Intuitively: “sliding” the cosets ${a_i+H_i}$ together reduces the total amount of space that these cosets occupy. As pointed out in comments, the requirement of cyclicity is crucial; four lines in a finite affine plane already suffice to be a counterexample otherwise.

By factoring the cyclic group into $p$ -groups, Rogers’ theorem is an immediate consequence of two observations:

Theorem 5 (Rogers’ theorem for cyclic groups of prime order) Rogers’ theorem holds when ${G = {\bf Z}/p^n {\bf Z}}$ for some prime power ${p^n}$ .
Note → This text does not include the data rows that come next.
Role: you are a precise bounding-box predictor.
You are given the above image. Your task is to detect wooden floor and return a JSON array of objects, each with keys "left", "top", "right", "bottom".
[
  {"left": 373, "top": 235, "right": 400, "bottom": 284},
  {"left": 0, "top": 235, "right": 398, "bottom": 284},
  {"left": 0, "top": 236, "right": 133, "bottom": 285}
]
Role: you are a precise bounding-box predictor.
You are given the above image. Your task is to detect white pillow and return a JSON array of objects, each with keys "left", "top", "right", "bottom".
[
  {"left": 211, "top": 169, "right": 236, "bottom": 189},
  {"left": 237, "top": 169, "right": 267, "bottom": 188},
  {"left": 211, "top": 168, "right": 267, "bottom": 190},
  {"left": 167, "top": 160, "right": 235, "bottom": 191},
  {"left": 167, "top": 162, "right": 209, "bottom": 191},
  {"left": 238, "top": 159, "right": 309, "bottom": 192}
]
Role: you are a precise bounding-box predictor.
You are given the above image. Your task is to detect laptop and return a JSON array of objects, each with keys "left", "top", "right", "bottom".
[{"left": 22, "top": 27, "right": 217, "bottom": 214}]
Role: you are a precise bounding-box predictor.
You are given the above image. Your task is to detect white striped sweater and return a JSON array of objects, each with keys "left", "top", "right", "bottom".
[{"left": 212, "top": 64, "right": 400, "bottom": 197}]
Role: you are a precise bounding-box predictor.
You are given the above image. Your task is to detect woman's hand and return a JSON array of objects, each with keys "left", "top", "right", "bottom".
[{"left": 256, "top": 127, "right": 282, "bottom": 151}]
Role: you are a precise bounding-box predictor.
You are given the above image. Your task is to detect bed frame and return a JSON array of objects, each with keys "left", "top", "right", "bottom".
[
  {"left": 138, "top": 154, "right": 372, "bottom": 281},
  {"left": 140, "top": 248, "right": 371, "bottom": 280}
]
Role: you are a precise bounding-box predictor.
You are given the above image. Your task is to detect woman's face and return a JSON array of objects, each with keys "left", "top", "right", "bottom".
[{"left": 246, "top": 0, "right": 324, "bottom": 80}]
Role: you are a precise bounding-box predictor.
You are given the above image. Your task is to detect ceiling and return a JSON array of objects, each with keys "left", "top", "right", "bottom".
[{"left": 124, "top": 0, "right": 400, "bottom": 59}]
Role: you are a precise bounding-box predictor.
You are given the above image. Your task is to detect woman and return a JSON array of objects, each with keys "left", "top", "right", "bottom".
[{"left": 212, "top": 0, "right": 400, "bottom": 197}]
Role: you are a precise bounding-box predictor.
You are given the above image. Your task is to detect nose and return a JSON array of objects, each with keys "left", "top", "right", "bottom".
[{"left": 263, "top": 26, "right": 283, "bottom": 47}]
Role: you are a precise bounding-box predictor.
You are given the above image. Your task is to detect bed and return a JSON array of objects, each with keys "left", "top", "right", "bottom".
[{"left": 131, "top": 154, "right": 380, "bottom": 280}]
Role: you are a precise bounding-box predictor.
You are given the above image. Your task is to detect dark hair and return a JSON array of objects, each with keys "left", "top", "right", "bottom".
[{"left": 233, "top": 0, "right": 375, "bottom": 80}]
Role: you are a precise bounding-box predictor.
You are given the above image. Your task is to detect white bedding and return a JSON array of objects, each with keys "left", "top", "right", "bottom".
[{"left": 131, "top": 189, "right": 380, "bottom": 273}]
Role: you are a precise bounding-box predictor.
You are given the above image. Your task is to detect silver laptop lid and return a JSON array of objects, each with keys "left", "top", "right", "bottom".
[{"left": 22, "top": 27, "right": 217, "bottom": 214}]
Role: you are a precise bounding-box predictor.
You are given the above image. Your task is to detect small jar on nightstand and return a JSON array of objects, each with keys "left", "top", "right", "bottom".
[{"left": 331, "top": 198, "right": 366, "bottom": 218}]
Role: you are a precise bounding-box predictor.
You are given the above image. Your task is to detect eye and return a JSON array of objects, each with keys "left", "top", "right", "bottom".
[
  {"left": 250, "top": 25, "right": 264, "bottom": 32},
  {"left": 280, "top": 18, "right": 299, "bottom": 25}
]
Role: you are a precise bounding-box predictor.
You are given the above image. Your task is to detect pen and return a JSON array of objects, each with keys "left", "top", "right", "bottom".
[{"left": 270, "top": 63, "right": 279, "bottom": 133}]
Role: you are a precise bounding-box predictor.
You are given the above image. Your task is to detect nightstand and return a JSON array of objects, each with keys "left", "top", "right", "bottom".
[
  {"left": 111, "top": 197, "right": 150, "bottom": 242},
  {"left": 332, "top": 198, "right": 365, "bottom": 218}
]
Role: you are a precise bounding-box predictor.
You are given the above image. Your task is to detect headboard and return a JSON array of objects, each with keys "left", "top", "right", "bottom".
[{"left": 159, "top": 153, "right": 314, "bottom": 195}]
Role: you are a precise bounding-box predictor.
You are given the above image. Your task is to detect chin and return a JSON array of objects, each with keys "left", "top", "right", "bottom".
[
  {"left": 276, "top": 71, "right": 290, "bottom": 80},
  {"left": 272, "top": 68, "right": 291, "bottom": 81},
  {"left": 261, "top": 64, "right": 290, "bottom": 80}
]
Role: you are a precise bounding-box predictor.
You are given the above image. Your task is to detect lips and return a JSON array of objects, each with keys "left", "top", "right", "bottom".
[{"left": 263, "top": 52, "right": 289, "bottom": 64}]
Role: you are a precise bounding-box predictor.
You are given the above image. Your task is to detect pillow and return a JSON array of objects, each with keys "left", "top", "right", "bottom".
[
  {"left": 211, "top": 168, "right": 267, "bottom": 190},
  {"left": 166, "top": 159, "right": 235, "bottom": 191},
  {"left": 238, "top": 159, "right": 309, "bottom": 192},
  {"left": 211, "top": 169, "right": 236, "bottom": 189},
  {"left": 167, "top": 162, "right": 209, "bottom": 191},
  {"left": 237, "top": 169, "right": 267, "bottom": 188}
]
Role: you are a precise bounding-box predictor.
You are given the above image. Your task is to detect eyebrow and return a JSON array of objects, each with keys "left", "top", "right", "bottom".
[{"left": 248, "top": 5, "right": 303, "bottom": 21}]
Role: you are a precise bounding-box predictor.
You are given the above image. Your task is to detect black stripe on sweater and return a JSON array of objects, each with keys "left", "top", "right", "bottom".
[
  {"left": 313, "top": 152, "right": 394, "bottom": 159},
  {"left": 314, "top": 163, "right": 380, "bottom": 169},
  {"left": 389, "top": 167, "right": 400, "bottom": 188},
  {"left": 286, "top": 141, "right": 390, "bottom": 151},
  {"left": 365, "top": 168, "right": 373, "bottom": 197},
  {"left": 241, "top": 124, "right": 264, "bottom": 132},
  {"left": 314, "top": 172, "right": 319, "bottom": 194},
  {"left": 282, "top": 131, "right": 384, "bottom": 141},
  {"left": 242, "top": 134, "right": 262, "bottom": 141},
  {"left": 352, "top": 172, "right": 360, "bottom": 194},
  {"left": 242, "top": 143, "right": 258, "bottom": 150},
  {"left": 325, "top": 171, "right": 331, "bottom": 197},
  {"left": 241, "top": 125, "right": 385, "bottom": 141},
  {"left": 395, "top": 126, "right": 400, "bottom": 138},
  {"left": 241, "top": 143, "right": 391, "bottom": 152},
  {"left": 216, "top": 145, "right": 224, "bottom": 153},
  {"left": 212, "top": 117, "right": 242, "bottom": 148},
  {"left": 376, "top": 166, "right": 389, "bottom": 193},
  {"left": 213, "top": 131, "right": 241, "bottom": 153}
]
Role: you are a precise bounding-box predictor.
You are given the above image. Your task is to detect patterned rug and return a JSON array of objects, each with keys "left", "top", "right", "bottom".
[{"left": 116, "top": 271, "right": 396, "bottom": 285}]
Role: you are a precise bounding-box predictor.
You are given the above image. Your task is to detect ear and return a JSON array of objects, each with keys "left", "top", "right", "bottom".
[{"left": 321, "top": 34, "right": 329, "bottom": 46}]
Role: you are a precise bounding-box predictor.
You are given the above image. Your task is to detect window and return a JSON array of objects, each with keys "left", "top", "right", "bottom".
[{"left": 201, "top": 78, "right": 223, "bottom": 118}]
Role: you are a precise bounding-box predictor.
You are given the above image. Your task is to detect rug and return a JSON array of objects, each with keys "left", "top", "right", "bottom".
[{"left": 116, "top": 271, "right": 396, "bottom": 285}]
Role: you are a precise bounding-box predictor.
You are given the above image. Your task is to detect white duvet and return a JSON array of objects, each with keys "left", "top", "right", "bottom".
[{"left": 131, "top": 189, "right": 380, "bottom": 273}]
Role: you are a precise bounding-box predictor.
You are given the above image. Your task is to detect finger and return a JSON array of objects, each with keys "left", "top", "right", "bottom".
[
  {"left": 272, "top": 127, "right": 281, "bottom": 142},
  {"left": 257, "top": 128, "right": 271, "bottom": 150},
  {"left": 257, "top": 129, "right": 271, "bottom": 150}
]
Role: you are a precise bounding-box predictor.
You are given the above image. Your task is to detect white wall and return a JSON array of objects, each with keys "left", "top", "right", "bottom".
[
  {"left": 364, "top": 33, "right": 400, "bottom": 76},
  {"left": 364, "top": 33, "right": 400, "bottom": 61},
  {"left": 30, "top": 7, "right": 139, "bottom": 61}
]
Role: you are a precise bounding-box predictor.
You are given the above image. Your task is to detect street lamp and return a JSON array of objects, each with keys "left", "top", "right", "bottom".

Theorem 6 (Rogers’ theorem preserved under products) If Rogers’ theorem holds for two finite abelian groups ${G_1, G_2}$ of coprime orders, then it also holds for the product ${G_1 \times G_2}$ .

The case of cyclic groups of prime order is trivial, because the subgroups of ${G}$ are totally ordered. In this case ${\bigcup_{j=1}^k H_j}$ is simply the largest of the ${H_j}$ , which has the same size as ${a_j + H_j}$ and thus has lesser or equal cardinality to ${\bigcup_{j=1}^k a_j + H_j}$ .

The preservation of Rogers’ theorem under products is also routine to verify. By the coprime orders of ${G_1,G_2}$ and standard group theoretic arguments (e.g., Goursat’s lemma, the Schur–Zassenhaus theorem, or the classification of finite abelian groups), one can see that any subgroup ${H_j}$ of ${G_1 \times G_2}$ splits as a direct product ${H_j = H_{j,1} \times H_{j,2}}$ of subgroups of ${G_1,G_2}$ respectively, so the cosets ${a_j + H_j}$ also split as

$\displaystyle a_j + H_j = (a_{j,1} + H_{j,1}) \times (a_{j,2} + H_{j,2}).$

Applying Rogers’ theorem for ${G_2}$ to each “vertical slice” of ${G_1 \times G_2}$ and summing, we see that

$\displaystyle |\bigcup_{j=1}^k (a_{j,1} + H_{j,1}) \times (a_{j,2} + H_{j,2})| \geq |\bigcup_{j=1}^k (a_{j,1} + H_{j,1}) \times H_{j,2}|$

and then applying Rogers’ theorem for ${G_1}$ to each “horizontal slice” of ${G_1 \times G_2}$ and summing, we obtain

$\displaystyle |\bigcup_{j=1}^k (a_{j,1} + H_{j,1}) \times H_{j,2}| \geq |\bigcup_{j=1}^k H_{j,1} \times H_{j,2}|.$

Combining the two inequalities, we obtain the claim.